India and Pakistan on Thursday signed a pact to open a land corridor between the two countries that will allow Indian pilgrims to visit Darbar Sahib Gurdwara in Kartarpur, in Narowal district of Pakistan, a move that is expected to boost people-to-people contact at a time of tense relations between the neighbours.
The signing of the pact caps months of negotiations between the two uneasy neighbours and was concluded despite spikes in tensions on two occasions, including the air raid by India on a terrorist training camp in Pakistan’s Balakot region in retaliation to the attack on a Central Reserve Police Force convoy in Pulwama that killed 40 security personnel.
Analysts say that the opening of the corridor could be leveraged to initiate talks between India and Pakistan.
The Kartarpur corridor connects the Darbar Sahib Gurdwara with the Dera Baba Nanak shrine in Gurdaspur district in India’s Punjab province, facilitating visa-free movement of Indian pilgrims who just need a permit to cross over to Pakistan.
The pact was signed by S.C.L. Das, joint secretary, internal security, in the Indian home ministry, and Mohammad Faisal, director general, South Asia, in the Pakistan foreign office. The pact was signed at the “zero line" on the border, indicating that both sides wanted to keep the signing low key.
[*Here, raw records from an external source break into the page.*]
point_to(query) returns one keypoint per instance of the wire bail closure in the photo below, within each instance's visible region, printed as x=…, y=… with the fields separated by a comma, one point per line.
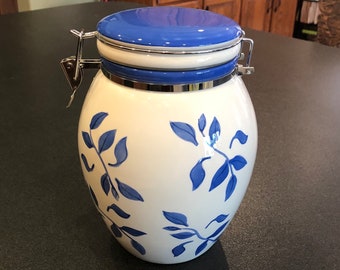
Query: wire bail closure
x=73, y=66
x=246, y=69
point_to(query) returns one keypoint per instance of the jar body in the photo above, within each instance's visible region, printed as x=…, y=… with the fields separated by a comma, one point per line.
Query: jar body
x=167, y=171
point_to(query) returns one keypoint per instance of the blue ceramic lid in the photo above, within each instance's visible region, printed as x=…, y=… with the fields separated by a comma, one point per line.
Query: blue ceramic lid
x=169, y=27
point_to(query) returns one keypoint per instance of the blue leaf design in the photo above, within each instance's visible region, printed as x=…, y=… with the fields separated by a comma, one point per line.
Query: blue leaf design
x=184, y=131
x=87, y=139
x=132, y=231
x=115, y=230
x=128, y=192
x=97, y=119
x=214, y=130
x=218, y=219
x=114, y=191
x=86, y=164
x=178, y=250
x=138, y=247
x=219, y=230
x=220, y=175
x=93, y=196
x=240, y=136
x=202, y=122
x=105, y=183
x=171, y=228
x=183, y=235
x=197, y=173
x=106, y=140
x=120, y=152
x=176, y=218
x=230, y=187
x=238, y=162
x=201, y=247
x=118, y=211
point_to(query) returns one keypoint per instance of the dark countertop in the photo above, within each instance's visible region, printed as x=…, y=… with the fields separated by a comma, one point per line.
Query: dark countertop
x=289, y=218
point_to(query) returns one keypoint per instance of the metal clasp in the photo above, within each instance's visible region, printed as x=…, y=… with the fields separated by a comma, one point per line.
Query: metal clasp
x=73, y=66
x=246, y=69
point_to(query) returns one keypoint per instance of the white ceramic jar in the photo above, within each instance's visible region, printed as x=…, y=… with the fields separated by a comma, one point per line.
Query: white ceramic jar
x=167, y=134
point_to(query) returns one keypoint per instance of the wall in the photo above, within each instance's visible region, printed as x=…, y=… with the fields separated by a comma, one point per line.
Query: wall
x=25, y=5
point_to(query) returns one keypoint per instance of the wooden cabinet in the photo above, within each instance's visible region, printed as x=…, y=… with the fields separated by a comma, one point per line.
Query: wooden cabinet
x=276, y=16
x=229, y=8
x=7, y=7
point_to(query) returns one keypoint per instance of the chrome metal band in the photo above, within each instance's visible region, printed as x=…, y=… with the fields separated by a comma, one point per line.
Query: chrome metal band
x=167, y=88
x=168, y=50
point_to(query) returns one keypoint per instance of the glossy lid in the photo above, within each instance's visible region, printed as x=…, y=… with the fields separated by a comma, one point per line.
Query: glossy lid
x=169, y=27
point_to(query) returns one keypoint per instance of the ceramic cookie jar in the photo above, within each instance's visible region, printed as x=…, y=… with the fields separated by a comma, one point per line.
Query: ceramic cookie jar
x=167, y=133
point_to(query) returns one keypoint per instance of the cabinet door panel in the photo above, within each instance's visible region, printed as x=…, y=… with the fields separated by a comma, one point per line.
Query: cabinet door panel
x=283, y=17
x=256, y=14
x=229, y=8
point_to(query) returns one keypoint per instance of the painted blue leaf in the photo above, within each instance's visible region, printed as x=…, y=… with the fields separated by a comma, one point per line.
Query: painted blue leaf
x=106, y=140
x=183, y=235
x=201, y=247
x=118, y=211
x=132, y=231
x=219, y=230
x=87, y=139
x=230, y=187
x=197, y=173
x=240, y=136
x=202, y=122
x=97, y=119
x=105, y=183
x=120, y=152
x=115, y=230
x=128, y=192
x=86, y=164
x=218, y=219
x=93, y=196
x=214, y=130
x=184, y=131
x=221, y=218
x=114, y=191
x=176, y=218
x=138, y=247
x=178, y=250
x=171, y=228
x=220, y=175
x=238, y=162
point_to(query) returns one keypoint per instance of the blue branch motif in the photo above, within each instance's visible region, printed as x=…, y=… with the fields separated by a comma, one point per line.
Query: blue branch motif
x=227, y=170
x=181, y=230
x=116, y=188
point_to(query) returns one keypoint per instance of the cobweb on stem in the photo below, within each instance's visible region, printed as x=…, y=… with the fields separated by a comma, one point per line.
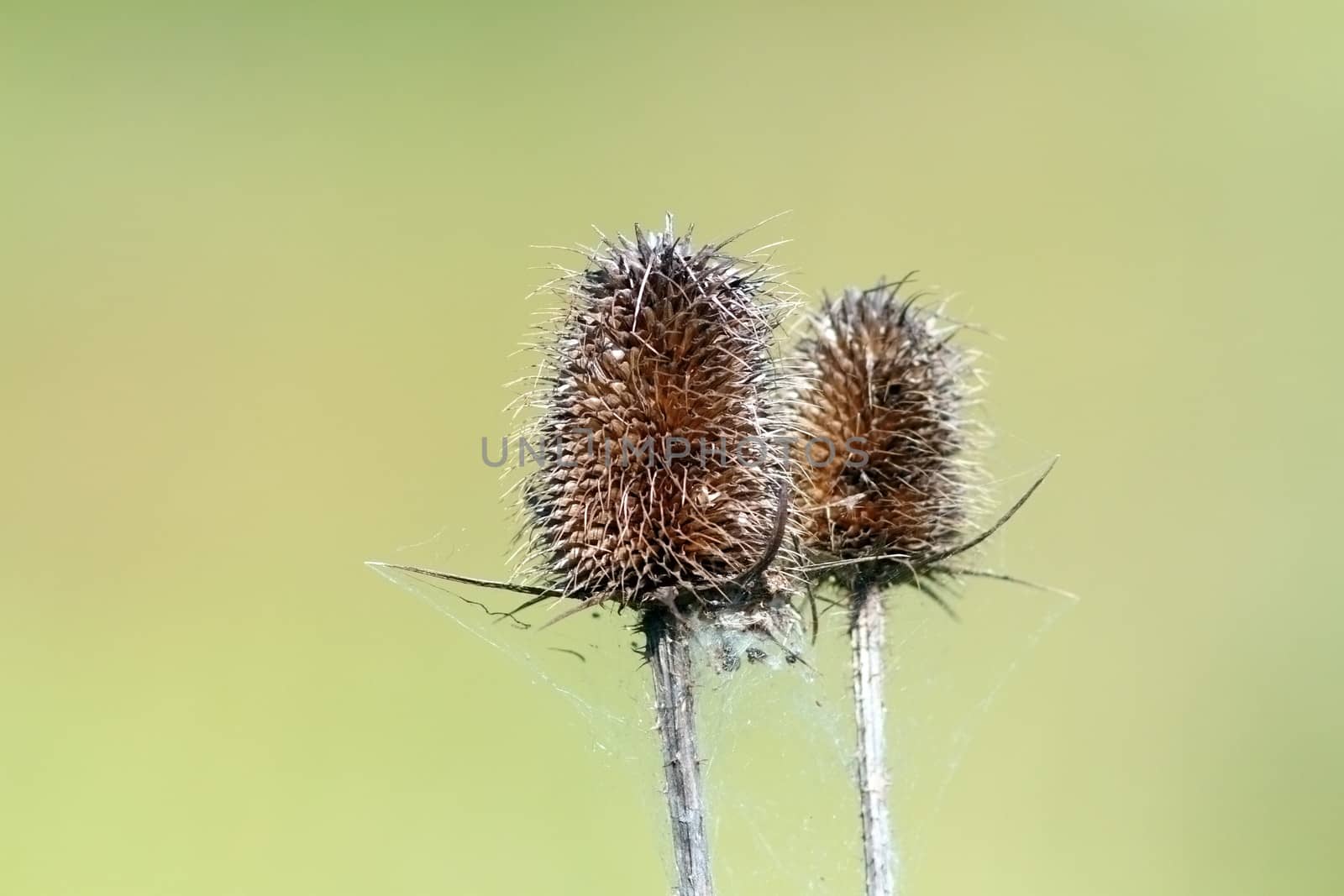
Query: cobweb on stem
x=776, y=734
The pact permits Indians and people of Indian origin to use the corridor to visit the shrine. The people need to carry their passports and a electronic travel authorization they receive if their registration for the pilgrimage is deemed successful. People of Indian origin holding the passport of another country will need to carry their Overseas Citizen of India card.
The corridor will be open from dawn to dusk and pilgrims travelling in the morning will have to return the same day. The corridor will be operational throughout the year, except on days notified in advance.
Pilgrims can travel as individuals or in groups. They can also travel by foot.
India will send the list of pilgrims to Pakistan 10 days ahead of their travel dates. Confirmation will be sent to pilgrims four days before their departure dates. Pakistan has said it will make sufficient provision for community kitchens in the gurdwara and distribution of prasad.
India hopes Pakistan would drop its insistence on levying a $20 service charge per pilgrim per visit, according to Das. “This (charge) is not in consonance with the religious and spiritual sentiments of Indian pilgrims. India has shared its deep disappointment with Pakistan for its refusal to waive the fee," Das said. “However, in the interest of the pilgrims and timely operationalization of the Kartarpur Sahib Corridor before the 550th Prakash Purb (birth anniversary of the founder of Sikhism, Guru Nanak), India has agreed to sign the agreement," he said.